San Martin has a completely different atmosphere to Buenos Aires – cool alpine air, clean and very middle class. The city has a small village feel although the streets were lined with high-end adventure clothing stores, restaurants and coffee shops and there are plenty of adventure tours available: rafting, wind surfing, snowboarding, canopy towers, skiing, hiking, and horseback riding, and of course, skiing. Both San Martin and nearby Bariloche were settled by Europeans. In the general area there is a Swiss colony, called Colonia Suiza, and the words Edelweiss, Tirol, Alpine were amply used. Fondues and chocolate are regional specialties.
Feria de Aves de Sudamerica
The South American Bird Fair or Feria de Aves was exciting. There are about 30,000 birdwatchers in Argentina, and it is quite an organized activity, with training and accreditation involved. There were also many people from the tourism industry as the organizers plan to make this an annual event.
The bird fair participants had a great respect and understanding of nature and are involved with protecting and nurturing the environment. For example, one couple, an engineer and his wife, are running an NGO, involved in land and seed conservancy and in clean energy. Our poor Spanish language skills precluded talking to many involved people in great depth. Argentina has a ten year environmental plan to preserve Argentina`s natural resources and they are creating new natural reserves and parklands. We found the countryside of Argentina to be in good shape.
Travel makes you more aware of whom you are. We didn`t realize we were such passionate environmentalists because we took things such as a clean environment for granted. Involvement with birding takes us to natural places as well as the big world cities. Unfortunately, respect for the environment is not uniform, with much of the third world awash in garbage. Plastic bags and tin cans litter the countryside. The Argentines have a better handle on it than many countries.
The conference had about 25 sessions on all aspects of birding; anatomy, evolution, photography, conservation, and birding information about Columbia, Brazil, Peru, and Chile. There were photography and painting exhibits and four early morning birding trips to the surrounding area. We met producer of The Path of the Condor, filmed in the Andes and saw this amazing piece of work.

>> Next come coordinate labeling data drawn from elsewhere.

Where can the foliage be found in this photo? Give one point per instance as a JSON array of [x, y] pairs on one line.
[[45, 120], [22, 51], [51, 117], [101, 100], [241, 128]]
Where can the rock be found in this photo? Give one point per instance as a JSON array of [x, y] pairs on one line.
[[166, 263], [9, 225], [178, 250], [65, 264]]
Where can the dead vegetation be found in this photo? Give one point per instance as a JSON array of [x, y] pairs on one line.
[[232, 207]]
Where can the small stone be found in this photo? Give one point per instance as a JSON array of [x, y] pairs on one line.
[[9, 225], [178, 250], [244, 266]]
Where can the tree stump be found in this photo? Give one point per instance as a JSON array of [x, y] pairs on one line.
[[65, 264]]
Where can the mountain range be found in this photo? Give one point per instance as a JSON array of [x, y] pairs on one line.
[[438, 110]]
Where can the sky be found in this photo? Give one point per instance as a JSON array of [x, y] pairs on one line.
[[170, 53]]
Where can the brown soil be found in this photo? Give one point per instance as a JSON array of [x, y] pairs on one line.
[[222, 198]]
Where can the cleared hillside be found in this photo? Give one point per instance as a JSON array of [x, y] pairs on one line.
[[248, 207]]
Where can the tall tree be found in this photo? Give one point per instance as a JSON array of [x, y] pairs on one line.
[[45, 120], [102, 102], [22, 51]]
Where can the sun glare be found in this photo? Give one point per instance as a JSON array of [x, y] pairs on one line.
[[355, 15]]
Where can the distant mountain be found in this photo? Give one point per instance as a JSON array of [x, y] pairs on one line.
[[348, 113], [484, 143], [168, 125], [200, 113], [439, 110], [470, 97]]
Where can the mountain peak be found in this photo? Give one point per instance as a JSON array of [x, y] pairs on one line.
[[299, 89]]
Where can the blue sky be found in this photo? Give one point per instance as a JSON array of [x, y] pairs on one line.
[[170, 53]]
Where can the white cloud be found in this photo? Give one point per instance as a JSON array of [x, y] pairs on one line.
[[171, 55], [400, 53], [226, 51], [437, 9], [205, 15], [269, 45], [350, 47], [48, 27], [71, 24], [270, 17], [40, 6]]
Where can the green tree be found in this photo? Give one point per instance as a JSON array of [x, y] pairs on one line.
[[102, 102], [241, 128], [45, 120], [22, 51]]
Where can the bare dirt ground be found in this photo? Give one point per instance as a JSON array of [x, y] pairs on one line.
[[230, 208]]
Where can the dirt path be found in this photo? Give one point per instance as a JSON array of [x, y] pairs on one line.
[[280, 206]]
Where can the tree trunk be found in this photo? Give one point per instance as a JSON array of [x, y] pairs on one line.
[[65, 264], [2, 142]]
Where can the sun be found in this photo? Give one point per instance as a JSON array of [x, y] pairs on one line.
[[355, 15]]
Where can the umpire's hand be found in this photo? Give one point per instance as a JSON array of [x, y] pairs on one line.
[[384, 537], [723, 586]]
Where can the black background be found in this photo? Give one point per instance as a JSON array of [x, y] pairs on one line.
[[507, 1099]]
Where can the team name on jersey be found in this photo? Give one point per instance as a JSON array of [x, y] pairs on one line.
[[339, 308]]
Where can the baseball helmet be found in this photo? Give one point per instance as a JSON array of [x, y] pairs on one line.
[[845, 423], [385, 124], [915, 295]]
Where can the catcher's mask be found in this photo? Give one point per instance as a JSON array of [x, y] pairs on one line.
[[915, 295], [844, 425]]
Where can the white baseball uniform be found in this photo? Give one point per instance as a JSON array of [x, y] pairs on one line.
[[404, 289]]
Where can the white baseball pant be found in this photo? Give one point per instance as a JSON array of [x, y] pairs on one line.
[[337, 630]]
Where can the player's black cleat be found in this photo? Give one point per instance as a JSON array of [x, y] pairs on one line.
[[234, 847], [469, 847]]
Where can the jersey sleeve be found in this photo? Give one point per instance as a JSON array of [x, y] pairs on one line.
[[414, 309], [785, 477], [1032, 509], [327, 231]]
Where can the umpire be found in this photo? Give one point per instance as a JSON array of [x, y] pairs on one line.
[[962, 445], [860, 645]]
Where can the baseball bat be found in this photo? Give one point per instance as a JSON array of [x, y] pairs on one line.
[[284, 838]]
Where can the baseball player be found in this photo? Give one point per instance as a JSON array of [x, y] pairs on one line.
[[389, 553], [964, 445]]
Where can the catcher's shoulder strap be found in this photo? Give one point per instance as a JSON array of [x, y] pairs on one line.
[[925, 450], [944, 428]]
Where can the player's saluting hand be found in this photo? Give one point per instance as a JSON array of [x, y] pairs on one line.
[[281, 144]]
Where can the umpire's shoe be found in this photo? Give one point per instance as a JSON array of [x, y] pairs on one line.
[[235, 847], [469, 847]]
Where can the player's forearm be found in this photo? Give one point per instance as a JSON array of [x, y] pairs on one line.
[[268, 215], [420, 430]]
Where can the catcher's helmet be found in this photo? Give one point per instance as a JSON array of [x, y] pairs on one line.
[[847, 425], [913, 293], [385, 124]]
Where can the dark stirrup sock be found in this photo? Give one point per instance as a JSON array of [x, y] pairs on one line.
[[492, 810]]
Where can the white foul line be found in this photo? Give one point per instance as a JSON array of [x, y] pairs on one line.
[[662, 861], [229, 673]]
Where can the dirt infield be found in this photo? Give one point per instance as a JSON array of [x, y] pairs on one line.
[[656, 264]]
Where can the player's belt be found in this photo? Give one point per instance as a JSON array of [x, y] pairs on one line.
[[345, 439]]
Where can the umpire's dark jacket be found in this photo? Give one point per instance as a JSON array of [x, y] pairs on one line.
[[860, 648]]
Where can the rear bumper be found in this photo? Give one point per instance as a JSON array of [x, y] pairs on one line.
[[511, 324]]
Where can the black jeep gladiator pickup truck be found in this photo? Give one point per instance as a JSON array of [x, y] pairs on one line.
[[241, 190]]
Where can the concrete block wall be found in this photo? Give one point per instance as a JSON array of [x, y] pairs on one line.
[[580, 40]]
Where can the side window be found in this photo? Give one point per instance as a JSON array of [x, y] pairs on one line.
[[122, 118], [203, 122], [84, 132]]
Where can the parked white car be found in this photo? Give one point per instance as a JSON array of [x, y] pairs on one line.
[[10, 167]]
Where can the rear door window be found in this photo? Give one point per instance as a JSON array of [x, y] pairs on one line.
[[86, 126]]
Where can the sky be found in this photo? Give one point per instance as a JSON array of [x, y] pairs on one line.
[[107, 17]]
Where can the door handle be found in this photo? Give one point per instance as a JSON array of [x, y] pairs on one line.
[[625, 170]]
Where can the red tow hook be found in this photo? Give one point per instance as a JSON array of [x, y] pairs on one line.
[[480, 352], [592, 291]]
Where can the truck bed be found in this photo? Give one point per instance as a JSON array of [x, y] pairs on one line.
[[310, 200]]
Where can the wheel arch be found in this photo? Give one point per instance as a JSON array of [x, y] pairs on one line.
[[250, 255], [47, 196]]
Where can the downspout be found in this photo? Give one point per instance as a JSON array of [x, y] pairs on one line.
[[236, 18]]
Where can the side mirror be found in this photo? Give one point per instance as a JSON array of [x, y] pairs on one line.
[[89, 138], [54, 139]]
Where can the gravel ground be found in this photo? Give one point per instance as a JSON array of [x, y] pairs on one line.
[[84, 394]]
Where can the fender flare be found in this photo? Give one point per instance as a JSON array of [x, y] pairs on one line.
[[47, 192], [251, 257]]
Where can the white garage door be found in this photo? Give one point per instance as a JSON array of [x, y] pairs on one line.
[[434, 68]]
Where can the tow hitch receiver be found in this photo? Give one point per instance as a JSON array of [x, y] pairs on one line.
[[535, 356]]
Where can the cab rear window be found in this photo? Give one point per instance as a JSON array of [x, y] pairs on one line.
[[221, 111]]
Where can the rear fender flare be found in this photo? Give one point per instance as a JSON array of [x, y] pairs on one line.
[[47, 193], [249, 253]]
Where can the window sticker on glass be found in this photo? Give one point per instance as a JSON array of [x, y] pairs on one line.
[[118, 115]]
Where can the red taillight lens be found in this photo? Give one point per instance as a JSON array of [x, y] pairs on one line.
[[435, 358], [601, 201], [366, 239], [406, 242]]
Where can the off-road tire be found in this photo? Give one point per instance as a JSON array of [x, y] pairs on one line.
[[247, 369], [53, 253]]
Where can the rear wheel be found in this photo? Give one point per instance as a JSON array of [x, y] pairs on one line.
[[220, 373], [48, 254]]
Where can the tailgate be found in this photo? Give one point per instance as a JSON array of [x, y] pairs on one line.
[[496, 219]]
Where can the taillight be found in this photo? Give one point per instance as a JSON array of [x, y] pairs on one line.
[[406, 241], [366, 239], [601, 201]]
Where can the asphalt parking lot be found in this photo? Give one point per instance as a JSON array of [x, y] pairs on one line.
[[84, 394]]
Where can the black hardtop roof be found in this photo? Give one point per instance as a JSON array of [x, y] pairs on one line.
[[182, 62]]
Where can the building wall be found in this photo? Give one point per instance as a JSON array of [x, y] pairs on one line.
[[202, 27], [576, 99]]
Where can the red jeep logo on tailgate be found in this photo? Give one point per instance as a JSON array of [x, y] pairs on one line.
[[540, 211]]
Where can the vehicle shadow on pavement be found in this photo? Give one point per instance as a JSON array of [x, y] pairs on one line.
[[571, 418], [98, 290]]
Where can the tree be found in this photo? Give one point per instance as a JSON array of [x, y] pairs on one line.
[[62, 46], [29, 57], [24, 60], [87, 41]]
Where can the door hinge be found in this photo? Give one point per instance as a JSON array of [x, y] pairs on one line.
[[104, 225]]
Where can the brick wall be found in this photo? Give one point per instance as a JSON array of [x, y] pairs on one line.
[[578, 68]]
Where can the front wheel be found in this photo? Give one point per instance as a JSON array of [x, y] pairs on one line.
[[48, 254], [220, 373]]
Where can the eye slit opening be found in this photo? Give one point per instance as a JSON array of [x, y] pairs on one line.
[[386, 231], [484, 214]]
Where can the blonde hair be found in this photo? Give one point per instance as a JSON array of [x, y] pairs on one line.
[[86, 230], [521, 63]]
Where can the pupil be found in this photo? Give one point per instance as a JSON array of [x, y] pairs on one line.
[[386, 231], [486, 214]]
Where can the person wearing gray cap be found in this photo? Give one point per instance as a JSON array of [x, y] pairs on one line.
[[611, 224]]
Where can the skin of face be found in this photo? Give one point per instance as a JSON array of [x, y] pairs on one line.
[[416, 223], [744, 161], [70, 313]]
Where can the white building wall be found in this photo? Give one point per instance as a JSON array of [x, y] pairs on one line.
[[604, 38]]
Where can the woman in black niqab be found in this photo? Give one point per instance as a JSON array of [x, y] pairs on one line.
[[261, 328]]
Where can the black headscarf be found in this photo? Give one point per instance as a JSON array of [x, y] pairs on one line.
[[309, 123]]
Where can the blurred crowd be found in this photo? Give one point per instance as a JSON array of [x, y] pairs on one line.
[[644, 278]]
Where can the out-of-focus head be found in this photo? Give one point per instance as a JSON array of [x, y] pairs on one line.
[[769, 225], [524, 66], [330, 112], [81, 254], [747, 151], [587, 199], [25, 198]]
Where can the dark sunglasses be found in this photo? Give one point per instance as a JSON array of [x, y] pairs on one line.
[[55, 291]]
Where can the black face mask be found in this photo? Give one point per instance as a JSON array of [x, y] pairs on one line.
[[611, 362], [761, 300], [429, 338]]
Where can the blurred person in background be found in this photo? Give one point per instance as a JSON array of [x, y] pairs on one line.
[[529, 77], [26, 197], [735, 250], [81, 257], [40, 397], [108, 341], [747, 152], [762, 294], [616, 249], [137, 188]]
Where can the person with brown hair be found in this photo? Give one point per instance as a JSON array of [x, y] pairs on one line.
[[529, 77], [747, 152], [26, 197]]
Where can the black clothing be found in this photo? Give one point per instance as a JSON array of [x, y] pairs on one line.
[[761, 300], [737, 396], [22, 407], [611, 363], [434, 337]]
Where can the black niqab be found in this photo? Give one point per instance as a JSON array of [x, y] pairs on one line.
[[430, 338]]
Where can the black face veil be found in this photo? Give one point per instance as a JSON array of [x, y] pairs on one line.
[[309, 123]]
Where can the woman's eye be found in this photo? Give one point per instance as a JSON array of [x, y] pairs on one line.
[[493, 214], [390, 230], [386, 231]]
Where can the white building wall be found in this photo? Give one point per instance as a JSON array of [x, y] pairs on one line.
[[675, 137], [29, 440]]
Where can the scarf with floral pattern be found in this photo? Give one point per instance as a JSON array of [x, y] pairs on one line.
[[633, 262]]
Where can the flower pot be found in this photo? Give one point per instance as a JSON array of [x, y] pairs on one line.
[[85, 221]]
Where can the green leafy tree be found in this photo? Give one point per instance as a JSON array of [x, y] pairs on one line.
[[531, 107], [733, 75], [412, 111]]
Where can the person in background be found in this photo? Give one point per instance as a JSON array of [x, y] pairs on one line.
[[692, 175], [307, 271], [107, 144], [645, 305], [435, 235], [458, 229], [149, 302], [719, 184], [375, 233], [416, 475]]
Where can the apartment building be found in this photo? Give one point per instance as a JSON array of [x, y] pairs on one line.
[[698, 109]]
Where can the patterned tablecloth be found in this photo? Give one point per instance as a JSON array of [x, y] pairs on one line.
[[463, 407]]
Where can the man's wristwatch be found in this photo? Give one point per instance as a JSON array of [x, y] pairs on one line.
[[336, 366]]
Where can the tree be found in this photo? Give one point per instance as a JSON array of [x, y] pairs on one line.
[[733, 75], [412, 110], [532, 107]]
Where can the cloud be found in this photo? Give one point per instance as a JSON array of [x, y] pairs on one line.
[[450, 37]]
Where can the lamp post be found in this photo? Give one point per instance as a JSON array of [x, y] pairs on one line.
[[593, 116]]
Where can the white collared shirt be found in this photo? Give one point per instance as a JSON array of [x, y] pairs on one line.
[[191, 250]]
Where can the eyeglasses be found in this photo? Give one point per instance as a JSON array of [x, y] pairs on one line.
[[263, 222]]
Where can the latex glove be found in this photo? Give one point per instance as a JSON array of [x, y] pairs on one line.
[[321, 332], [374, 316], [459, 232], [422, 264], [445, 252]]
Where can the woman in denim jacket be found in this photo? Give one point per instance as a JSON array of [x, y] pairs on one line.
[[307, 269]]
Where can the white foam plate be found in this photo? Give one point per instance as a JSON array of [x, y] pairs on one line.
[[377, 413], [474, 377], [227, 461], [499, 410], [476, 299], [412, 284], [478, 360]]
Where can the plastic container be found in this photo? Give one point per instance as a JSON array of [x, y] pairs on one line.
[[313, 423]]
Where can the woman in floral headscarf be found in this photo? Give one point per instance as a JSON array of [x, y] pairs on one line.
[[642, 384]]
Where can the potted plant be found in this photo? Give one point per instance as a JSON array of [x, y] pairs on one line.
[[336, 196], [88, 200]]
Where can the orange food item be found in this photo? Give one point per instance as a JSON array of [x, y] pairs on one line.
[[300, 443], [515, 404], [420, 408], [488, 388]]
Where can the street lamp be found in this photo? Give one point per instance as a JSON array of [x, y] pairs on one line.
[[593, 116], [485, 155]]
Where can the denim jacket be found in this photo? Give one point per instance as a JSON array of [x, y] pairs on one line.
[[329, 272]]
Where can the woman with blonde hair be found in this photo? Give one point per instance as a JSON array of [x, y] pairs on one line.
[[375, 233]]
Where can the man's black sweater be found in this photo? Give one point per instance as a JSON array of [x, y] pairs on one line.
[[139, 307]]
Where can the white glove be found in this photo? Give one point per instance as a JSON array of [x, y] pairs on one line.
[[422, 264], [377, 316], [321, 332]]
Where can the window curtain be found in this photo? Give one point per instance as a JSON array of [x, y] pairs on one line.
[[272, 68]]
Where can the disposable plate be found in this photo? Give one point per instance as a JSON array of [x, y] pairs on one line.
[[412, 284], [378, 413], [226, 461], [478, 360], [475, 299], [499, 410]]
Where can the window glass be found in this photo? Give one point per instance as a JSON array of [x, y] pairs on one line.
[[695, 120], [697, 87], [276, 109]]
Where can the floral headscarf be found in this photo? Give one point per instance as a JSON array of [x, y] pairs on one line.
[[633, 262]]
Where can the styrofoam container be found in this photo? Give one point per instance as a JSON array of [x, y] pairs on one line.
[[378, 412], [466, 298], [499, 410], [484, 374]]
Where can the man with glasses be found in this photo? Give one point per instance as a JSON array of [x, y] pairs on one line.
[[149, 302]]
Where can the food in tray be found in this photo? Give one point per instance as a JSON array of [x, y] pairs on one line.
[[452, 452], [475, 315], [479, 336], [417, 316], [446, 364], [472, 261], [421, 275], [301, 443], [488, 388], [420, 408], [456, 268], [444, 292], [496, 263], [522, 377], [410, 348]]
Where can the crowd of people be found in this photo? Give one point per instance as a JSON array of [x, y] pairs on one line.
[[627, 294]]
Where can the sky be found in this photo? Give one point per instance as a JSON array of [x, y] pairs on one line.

The author Tito Narosky spoke and autographed his new edition of the Field Guide of the Birds of Argentina and Chile. Written in both Spanish and English, with both photos and drawing and a CD of bird songs included, it’s a major accomplishment. The fair organizer, Horacio Matarasso, did a wonderful job and his two teenage sons participated.
We are developing a more in-depth feeling and knowledge of the Argentine people after spending more than a year here. Many Argentines have a rich intellectual life. They read a lot, are involved with their interests and are happy with their lives. In my opinion Argentina is the most cultured place in South America, with a large, but shrinking middle class.
We enjoyed a lovely final evening at the home of an American couple who are building a home in the hills of San Martin on a bluff overlooking a mauve and purple lupine meadow and the alpine mountains. It’s always interesting to share stories with other couples and see how we have all arrived at where we are in life.
And so our birding trip and the bird fair ended and off we went to Bariloche. It was our first extended birding trip and we are hooked.